'Glue' holding together skin cells and other epithelial tissue more active than realized
The strong mechanical attachments – the "glue"—that hold together the cells of the skin and the other epithelial tissues of the body are the adherens junctions.
These junctions are responsible for maintaining the shape and integrity of the sheets of epithelial cells that line such body cavities as the digestive tract, as well as the surfaces of structures such as the heart. Defects in the proteins of these attachments have been implicated as potential contributors to the development and spread of cancer.
Recent research on Drosophila flies, combined with previous studies in cell cultures, are challenging the traditional view that adherens junctions maintain tissue integrity by passively resisting disruptive forces.

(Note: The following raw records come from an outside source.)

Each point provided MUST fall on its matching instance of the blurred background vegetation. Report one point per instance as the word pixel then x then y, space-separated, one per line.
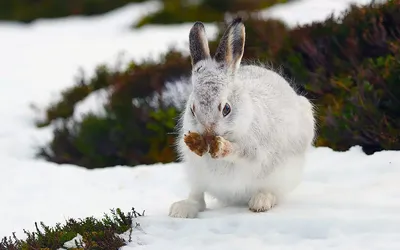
pixel 349 67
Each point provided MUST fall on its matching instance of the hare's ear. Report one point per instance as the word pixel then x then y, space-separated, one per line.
pixel 198 43
pixel 231 47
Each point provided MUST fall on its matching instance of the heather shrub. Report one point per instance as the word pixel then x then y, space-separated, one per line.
pixel 137 126
pixel 173 11
pixel 178 11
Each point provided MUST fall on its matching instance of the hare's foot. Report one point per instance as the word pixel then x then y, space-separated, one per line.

In studies with Drosophila embryos, the Princeton University lab of Nobel laureate Eric Wieschaus, Ph.D., has uncovered the first evidence in living organisms that adherens junctions actively respond to mechanical cues by remodeling their own position and intensity, which in turn restructures the cells.
Mo Weng, Ph.D., postdoctoral fellow in the lab, used live imaging and quantitative image analysis of fixed and live embryos to determine that these changes depend on mechanical force mediated by the motor protein myosin and precede the changes in the distribution of cell polarity proteins, such as Bazooka, that are responsible for spatial organization of the cells.
Understanding the regulation and functioning of adherens junctions sheds light on the organization of multi-cellularity—from cell-cell contacts to the remodeling of tissues and organs during life.